XX: + UseCompressedStrings and Compact Strings are two different things.
UseCompressedStrings means that strings that are ASCII can be converted to byte[] , but this was disabled by default. In jdk-9, this optimization is always enabled, but not through the flag itself, but is embedded.
Until java-9 strings are stored inside char[] in UTF-16 encoding. From java-9 and up, they will be stored as byte[] . Why?
Because in ISO_LATIN_1 each character can be encoded in one byte (8 bits) against what it is used to date (16 bits, 8 of which have never been used). This only works for ISO_LATIN_1 , but this is most of the strings used.
So this is done to use space.
Here is a small example that should make everything clearer:
class StringCharVsByte { public static void main(String[] args) { String first = "first"; String russianFirst = ""; char[] c1 = first.toCharArray(); char[] c2 = russianFirst.toCharArray(); for (char c : c1) { System.out.println(c >>> 8); } for (char c : c2) { System.out.println(c >>> 8); } } }
In the first case, we will only get zeros, which means that the most significant 8 bits are zeros; in the second case there will be a nonzero value, which means that at least one bit of the most significant 8 is present.

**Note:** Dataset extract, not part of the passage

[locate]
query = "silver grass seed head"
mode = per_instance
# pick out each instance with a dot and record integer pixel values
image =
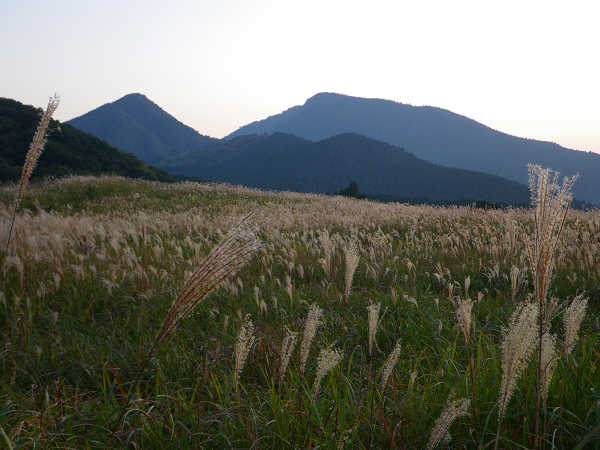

This means that if inside we store strings as an array of characters, there are string literals that actually spend half of each char. It turns out there are several applications that actually spend a lot of space because of this.
Do you have a 10 character string of Latin1? You just lost 80 bits, or 10 bytes. To reduce this line compression was performed. And now for these lines there will be no loss of space.
Inside, it also means some very nice things. To distinguish between the line LATIN1 and UTF-16 , there is a coder field:
private final byte coder;
Now based on this, length calculated differently:
public int length() { return value.length >> coder(); }
If our string is only Latin1, the encoder will be zero, so the length of the value (an array of bytes) will be the size of the characters. For non-Latin1, divide into two.